Though it's been a few years since I picked up the book, there is one thing in particular I remember quite vividly from reading Kurt Vonnegut's Slaughterhouse-Five: This notion of time existing not as a straight linear progression, but on a sort of continuum. It's somewhat akin to Doctor Who lore. Instead of living in a location bound by space and time, it's the suggestion that we can live outside of our temporal reality and extend our consciousness to past and present.
"The most important thing I learned on Tralfamadore was that when a person dies he only appears to die. He is still very much alive in the past, so it is very silly for people to cry at his funeral. All moments, past, present and future, always have existed, always will exist. The Tralfamadorians can look at all the different moments just that way we can look at a stretch of the Rocky Mountains, for instance. They can see how permanent all the moments are, and they can look at any moment that interests them. It is just an illusion we have here on Earth that one moment follows another one, like beads on a string, and that once a moment is gone it is gone forever." (Kurt Vonnegut, Slaughterhouse-Five)
While the book reads as science fiction, there is an inherent truth to its message. While we may live in a moment, we are also not entirely separate from our past and our future - particularly the former. At any moment we choose, we can place ourselves in the past through our memories, the future through our plans, and those experiences can feel almost as real as the present. In the case of dreams, they can feel more real than reality.

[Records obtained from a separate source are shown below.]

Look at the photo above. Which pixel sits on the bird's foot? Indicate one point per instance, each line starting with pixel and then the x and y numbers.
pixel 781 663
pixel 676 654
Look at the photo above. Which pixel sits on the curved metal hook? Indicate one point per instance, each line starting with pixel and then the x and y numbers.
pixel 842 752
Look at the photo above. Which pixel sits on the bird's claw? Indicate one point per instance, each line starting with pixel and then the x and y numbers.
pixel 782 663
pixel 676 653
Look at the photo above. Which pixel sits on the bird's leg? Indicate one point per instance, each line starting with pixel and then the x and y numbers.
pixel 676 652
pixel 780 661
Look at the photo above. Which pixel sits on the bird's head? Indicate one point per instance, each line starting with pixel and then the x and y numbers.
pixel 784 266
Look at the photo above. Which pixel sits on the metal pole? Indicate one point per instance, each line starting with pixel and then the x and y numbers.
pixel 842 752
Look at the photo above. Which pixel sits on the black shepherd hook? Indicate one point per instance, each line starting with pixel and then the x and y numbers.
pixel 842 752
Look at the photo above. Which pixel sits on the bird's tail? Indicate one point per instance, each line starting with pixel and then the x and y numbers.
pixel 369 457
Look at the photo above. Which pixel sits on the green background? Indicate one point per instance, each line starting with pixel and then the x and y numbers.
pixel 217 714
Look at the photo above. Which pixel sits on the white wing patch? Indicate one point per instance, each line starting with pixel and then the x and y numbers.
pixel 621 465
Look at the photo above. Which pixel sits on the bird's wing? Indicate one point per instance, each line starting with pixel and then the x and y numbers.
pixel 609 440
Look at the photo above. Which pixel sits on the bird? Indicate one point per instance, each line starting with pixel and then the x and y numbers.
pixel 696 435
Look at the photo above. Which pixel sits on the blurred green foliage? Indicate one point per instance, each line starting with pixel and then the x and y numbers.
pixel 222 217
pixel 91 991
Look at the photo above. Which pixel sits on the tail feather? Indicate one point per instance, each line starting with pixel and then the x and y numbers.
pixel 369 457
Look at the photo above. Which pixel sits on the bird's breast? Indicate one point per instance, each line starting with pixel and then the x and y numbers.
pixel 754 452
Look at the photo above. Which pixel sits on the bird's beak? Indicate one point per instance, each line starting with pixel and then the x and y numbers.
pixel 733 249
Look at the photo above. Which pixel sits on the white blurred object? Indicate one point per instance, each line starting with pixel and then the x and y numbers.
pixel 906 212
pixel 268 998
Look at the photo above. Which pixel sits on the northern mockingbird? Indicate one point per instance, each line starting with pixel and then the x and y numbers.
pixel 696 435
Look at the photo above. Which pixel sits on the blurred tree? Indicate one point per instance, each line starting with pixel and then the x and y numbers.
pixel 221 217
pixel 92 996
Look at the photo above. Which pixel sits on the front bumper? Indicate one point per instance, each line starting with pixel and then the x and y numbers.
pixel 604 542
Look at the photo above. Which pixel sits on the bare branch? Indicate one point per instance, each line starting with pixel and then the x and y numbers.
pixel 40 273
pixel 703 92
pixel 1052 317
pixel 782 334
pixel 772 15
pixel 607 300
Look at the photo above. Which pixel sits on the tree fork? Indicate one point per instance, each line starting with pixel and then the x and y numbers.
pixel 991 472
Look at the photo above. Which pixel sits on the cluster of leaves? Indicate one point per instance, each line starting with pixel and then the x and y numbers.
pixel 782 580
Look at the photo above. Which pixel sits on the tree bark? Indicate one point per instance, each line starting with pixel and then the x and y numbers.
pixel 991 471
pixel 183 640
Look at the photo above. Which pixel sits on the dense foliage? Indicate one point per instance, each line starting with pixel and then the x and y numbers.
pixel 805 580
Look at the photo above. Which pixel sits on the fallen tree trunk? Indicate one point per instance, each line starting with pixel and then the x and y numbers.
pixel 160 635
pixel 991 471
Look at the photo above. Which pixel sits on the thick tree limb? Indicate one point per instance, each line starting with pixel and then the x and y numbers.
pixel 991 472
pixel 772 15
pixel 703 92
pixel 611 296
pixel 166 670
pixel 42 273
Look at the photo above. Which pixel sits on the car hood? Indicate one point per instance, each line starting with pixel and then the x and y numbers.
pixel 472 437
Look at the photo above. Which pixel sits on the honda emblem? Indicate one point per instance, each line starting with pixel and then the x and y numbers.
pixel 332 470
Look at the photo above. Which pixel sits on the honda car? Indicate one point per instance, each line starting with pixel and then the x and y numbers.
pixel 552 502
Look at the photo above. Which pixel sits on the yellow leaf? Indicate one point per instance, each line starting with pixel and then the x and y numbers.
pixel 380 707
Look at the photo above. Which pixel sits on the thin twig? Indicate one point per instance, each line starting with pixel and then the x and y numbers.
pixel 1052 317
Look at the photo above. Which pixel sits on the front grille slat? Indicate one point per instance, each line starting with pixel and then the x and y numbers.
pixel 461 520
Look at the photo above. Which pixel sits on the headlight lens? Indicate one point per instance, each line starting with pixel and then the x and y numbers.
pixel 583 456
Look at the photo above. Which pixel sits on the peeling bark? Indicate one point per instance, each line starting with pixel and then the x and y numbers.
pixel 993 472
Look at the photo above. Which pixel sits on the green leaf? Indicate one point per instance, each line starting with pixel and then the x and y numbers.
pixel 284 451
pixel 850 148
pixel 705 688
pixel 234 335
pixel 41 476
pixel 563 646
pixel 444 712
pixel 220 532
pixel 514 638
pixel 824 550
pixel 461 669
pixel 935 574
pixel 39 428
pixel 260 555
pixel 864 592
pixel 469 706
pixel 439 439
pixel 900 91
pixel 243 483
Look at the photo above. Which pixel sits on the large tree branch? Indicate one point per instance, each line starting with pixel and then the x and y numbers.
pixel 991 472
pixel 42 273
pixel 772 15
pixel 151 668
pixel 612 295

I may look back at my childhood and think of it as a time long gone and expired, a period in my life to which I may never return. But in a moment of reminiscence, the thoughts and feelings and sensory responses I had can come back and feel wonderfully, occasionally spookily "in the now."

Perhaps this is why it is so difficult to let go of the previous versions of oneself. Having experienced the various stages of my life, I live in the memories of them and never feel like they are fully over. Each moment leads into another, making up the whole - a whole which is, by its nature, incomplete because it consists of a future as well.

This is all exceedingly metaphysical and perhaps incomprehensible brain melting philosophizing. Yet it's something I feel plays a hugely important role in life.

Do we live based in our present - a moment to moment progression of events? When each is done, we move onto the next? Or do we reside in a more nebulous space of distinct and relevant past, present and future - perhaps divided into even more meaningful categories of recent past, distant past, soon and faraway future?

To me it seems most definitely the latter, and that's what makes the science fiction of Vonnegut's world so impactful and human. The confusion over identity - in my case whether I'm still a kid, a teen, or a college student even after passing those stages in life - is not a question of truth or fiction, but a confirmation of the existence of this continual process and the fact that in some ways some things do last forever.

It will always have been 2016. I will always have been 23. I will always have had dark hair, brown eyes, olive toned skin. I will always know these things, so that knowledge will last forever (even though I cannot).

There's a bittersweetness to all of this. And I think it's why time is at the center of so much of our culture and our art. Our lives revolve around time. But maybe if we stopped thinking about time as such a static state, it would stop being our enemy and start being our companion and friend. In our finite days we are given infinite opportunities. There's beauty in that, there's beauty in time.